安裝 Kubeflow的一些指南(使用 kfctl_k8s_istio 配置部署到已有的Kubernetes集羣中)。該配置清單創建Kubeflow的核心部件部署,但不包括外部依賴,可以根據您的環境需要進行優化。KubeFlow 1.2.0部署到Ubuntu20.04和k8s 1.21.0,其它平臺可能有些變化。

前期工作

該Kubeflow deployment要求 StorageClass 支持 dynamic volume provisioner。確認缺省的StorageClass的 provisioner 域的設置。如果換沒有 provisioner, 確保配置了 volume provisioning,按照下面的描述在 Kubernetes cluster 進行設置(參考 below)。

Kubeflow依賴Istio的安裝,參考:

使用 kfctl_k8s_istio.v1.2.0.yaml 配置安裝,需要考慮下面的選項:

  • Disabling istio installation - 如果 Kubernetes cluster 已有 Istio 安裝,可以選擇不安裝Istio,通過一移除配置文件kfctl_k8s_istio.v1.0.2.yaml中的 istio-crdsistio-install 參數。

準備環境

下載 kfctl 的 Kubeflow CLI 工具,然後手動設置環境變量:

wget https://github.com/kubeflow/kfctl/releases/download/v1.2.0/kfctl_v1.2.0-0-gbc038f9_linux.tar.gz

tar -vxf kfctl_v1.2.0-0-gbc038f9_linux.tar.gz

sudo cp kfctl /usr/bin/
  • 創建環境變量,簡化部署過程:
# The following command is optional. It adds the kfctl binary to your path.
# If you don't add kfctl to your path, you must use the full path
# each time you run kfctl.
# Use only alphanumeric characters or - in the directory name.
export PATH=$PATH:"<path-to-kfctl>"

##實際如下:
##export PATH=$PATH:"/home/supermap/openthings/kubeflow"

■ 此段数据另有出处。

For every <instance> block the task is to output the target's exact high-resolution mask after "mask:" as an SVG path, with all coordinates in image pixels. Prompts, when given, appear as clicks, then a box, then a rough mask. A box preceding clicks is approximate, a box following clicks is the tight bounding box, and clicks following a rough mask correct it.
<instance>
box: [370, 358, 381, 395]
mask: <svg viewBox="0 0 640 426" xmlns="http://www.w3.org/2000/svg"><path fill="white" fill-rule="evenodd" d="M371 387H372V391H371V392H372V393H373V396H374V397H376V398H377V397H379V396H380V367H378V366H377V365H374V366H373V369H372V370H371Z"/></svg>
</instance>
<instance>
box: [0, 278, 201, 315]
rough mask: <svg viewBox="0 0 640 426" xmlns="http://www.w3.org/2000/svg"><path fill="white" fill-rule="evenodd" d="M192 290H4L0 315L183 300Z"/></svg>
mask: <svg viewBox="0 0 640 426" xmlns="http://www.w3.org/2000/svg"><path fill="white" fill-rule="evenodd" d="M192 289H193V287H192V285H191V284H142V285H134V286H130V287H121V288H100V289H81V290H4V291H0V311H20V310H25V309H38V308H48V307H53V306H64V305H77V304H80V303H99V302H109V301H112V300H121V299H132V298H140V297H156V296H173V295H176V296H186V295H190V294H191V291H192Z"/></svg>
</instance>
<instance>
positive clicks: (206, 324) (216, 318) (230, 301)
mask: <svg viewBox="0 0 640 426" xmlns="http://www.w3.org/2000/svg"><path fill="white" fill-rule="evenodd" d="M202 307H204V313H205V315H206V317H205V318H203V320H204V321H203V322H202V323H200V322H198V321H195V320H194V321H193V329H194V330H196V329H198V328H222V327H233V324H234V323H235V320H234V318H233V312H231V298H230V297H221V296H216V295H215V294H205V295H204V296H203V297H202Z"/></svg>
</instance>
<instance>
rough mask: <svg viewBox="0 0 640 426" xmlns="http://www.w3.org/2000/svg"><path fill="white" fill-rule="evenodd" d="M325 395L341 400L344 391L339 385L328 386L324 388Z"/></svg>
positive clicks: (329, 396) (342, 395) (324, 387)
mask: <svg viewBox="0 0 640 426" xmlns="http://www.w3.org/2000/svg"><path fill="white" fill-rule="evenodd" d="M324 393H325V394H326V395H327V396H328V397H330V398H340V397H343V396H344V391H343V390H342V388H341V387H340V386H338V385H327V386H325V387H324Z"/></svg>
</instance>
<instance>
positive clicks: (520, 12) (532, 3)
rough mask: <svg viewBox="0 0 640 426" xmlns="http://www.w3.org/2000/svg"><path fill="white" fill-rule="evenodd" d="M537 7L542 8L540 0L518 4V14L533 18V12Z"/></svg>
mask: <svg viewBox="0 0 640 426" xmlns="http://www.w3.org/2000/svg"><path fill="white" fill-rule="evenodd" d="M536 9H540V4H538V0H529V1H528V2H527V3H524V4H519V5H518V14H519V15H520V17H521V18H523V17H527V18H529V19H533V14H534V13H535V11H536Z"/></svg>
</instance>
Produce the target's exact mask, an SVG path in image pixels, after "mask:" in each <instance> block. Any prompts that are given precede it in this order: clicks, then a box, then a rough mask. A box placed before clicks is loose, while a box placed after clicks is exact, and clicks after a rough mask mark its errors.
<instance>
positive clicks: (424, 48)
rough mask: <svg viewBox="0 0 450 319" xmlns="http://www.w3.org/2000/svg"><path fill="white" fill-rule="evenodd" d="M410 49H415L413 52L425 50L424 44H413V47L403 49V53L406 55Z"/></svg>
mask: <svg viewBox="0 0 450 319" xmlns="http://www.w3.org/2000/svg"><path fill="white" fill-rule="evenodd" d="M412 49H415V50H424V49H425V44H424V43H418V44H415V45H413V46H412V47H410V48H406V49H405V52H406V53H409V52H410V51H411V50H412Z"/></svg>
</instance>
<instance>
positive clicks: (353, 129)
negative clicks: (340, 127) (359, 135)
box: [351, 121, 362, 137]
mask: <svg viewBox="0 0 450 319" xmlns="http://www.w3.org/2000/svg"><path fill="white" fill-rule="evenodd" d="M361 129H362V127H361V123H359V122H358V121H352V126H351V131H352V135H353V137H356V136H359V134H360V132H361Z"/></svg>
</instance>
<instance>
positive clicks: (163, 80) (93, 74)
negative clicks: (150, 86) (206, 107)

# Set KF_NAME to the name of your Kubeflow deployment. You also use this
# value as directory name when creating your configuration directory.
# For example, your deployment name can be 'my-kubeflow' or 'kf-test'.
export KF_NAME=<your choice of name for the Kubeflow deployment>

##實際如下:
##export KF_NAME="kubeflow"

# Set the path to the base directory where you want to store one or more 
# Kubeflow deployments. For example, /opt/.
# Then set the Kubeflow application directory for this deployment.
export BASE_DIR=<path to a base directory>
export KF_DIR=${BASE_DIR}/${KF_NAME}

##實際如下:
##export BASE_DIR="/home/supermap/openthings/"
##export KF_DIR=${BASE_DIR}/${KF_NAME}

# Set the configuration file to use when deploying Kubeflow.
# The following configuration installs Istio by default. Comment out 
# the Istio components in the config file to skip Istio installation. 
# See https://github.com/kubeflow/kubeflow/pull/3663
export CONFIG_URI="https://raw.githubusercontent.com/kubeflow/manifests/v1.2-branch/kfdef/kfctl_k8s_istio.v1.2.0.yaml"

##實際如下:
##export CONFIG_URI=${BASE_DIR}/${KF_NAME}/kfctl_k8s_istio.v1.2.0.yaml

注意:

  • ${KF_NAME} -  Kubeflow 部署的名稱。如果要定製部署的 deployment name,通過該參數指定。例如, my-kubeflowkf-test。該 KF_NAME 必須小寫字母或者 ‘-', 開始和結束必須爲字母。該變量不能超過 25 個字符。只能包含名稱,不能包含目錄路徑。同時將作爲創建目錄的名稱,用於保存 Kubeflow configurations,即Kubeflow application directory。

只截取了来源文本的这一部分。